27 de março, 2006 - 09h07 GMT (06h07 Brasília)
O primeiro-ministro do Iraque, Ibrahim al-Jaafari, prometeu investigar a ação militar americana ocorrida em uma mesquita xiita da capital do país, Bagdá, na noite de domingo e que matou pelo menos 16 pessoas.
O premiê telefonou para o comandante das forças americanas no Iraque, George Casey, para pedir explicações, prometeu compensação para as famílias das vítimas e pediu para que elas tenham paciência até que o inquérito seja finalizado.
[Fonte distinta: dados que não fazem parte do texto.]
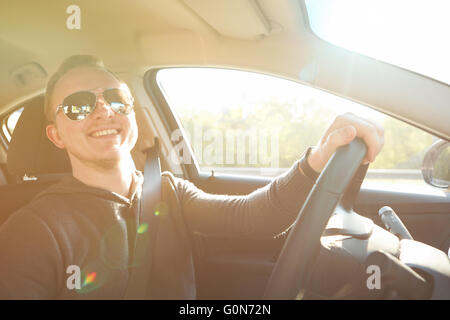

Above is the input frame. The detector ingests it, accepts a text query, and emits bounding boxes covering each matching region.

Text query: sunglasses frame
[55,88,134,121]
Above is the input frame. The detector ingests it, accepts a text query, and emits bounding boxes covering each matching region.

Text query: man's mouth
[90,129,120,137]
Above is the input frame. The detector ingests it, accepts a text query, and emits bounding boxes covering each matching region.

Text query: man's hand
[307,113,384,172]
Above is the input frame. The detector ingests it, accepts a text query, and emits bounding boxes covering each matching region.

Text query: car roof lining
[0,0,450,139]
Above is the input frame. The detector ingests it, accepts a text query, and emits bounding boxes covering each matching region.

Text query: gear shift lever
[378,206,413,240]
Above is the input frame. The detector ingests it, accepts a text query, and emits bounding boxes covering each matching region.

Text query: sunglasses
[55,88,133,121]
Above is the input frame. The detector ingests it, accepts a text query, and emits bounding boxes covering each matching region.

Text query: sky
[305,0,450,84]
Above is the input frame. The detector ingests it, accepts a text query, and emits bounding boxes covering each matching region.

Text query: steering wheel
[264,138,367,300]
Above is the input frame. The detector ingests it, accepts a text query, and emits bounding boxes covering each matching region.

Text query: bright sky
[305,0,450,84]
[157,68,383,121]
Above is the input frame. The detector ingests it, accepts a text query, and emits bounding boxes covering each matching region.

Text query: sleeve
[0,209,62,299]
[175,152,315,239]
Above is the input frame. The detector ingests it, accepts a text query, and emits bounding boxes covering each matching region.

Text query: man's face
[47,68,138,167]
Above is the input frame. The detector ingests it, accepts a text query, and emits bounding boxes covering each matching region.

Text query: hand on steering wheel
[264,138,367,299]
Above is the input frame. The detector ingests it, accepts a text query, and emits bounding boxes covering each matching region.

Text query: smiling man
[0,56,383,299]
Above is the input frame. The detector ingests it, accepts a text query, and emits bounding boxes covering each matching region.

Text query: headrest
[7,96,72,177]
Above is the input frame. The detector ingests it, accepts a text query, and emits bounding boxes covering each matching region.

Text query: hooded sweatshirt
[0,158,314,299]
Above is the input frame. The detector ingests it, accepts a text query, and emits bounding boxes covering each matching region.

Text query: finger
[323,125,356,160]
[341,113,384,164]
A polícia do Iraque disse que tropas do Exército americano entraram em confronto com simpatizantes do clérigo Moqtada Al Sadr em uma mesquita ao norte de Bagdá.
Um aliado de Al Sadr, Hazim Al Araji, acusou os militares americanos de matar "mais de 20 pessoas desarmadas que rezavam na mesquita".
Tensão
O Exército dos Estados Unidos diz que a ação "contra os insurgentes" teve o apoio das forças iraquianas.
O comunicado do Exército americano diz ainda que a mesquita não foi invadida ou danificada.
O número de mortos também varia, com a polícia iraquiana dizendo que foram 22 e os americanos, 16.
Correspondentes dizem que, com a cidade vivendo sob toque de recolher noturno, é difícil obter uma confirmação independente do ocorrido.
Mais mortos
Também neste domingo, as tropas americanas prenderam mais de 40 funcionários do Ministério do Interior do Iraque acusados de manter uma prisão secreta.
Em outro incidente, oficiais iraquianos encontraram 30 corpos, muitos deles decapitados, perto da cidade de Baquba.
Os corpos não foram identificados, mas parecem ser de homens, de acordo com informações fornecidas por uma autoridade local à agência de notícias France Press.
Os mortos foram achados por residentes perto de uma estrada na vila de Mullah Eid, a sudoeste de Baquba.
Outros 13 corpos foram encontrados em várias áreas de Bagdá, alguns algemados e com marcas de tiros.